Compare and exchange

The human mind was not designed to cope with the atomic compare-and-exchange instruction:

The compare and exchange instruction compares the value in the second register with the value in memory pointed to by the address in the first register. If they are equal, the value in the destination register is swapped with the value in memory pointed to by the address in the first register. If they are not equal, then the value in memory pointed to by the address in the first register is copied into the destination register, but memory is left unchanged.

Go on, try reading that. I guarantee your eyes will glaze over by about halfway through the second sentence. Now, imagine you’ve got to implement that, but you’ve got to do it in terms of what another processor believes is a compare-and-exchange instruction, which is almost – but not quite – exactly the same. Oh, and it has implicit operands.

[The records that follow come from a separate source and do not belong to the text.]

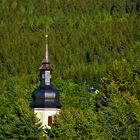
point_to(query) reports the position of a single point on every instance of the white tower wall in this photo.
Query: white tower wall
(44, 113)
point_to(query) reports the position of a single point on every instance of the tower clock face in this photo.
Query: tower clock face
(47, 77)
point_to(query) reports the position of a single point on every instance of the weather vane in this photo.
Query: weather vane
(46, 32)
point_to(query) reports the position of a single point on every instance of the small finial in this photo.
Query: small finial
(46, 36)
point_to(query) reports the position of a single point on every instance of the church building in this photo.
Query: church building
(45, 102)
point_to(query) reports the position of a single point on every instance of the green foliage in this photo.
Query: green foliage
(91, 43)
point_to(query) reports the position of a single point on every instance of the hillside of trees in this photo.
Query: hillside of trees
(91, 43)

The stream of logic in my head this morning has been running along the lines of:

Sooo…. if the first subject operand is in EAX and the result is also going to be written to EAX, then in the case where the second register is equal to the value in memory we have to swap the operands around so that the implicit second operand on the target side is in the right place which means that register management will believe the output is in a different place which means… where was I again?

Thankfully, though, I managed to maintain a train of thought for long enough to understand what was going on and make it work. It’s only taken about 2 days. Go me.

One Response to “Compare and exchange”

  1. JV says:

    I’m worried that that made sense to me. I think I’ve not understood it.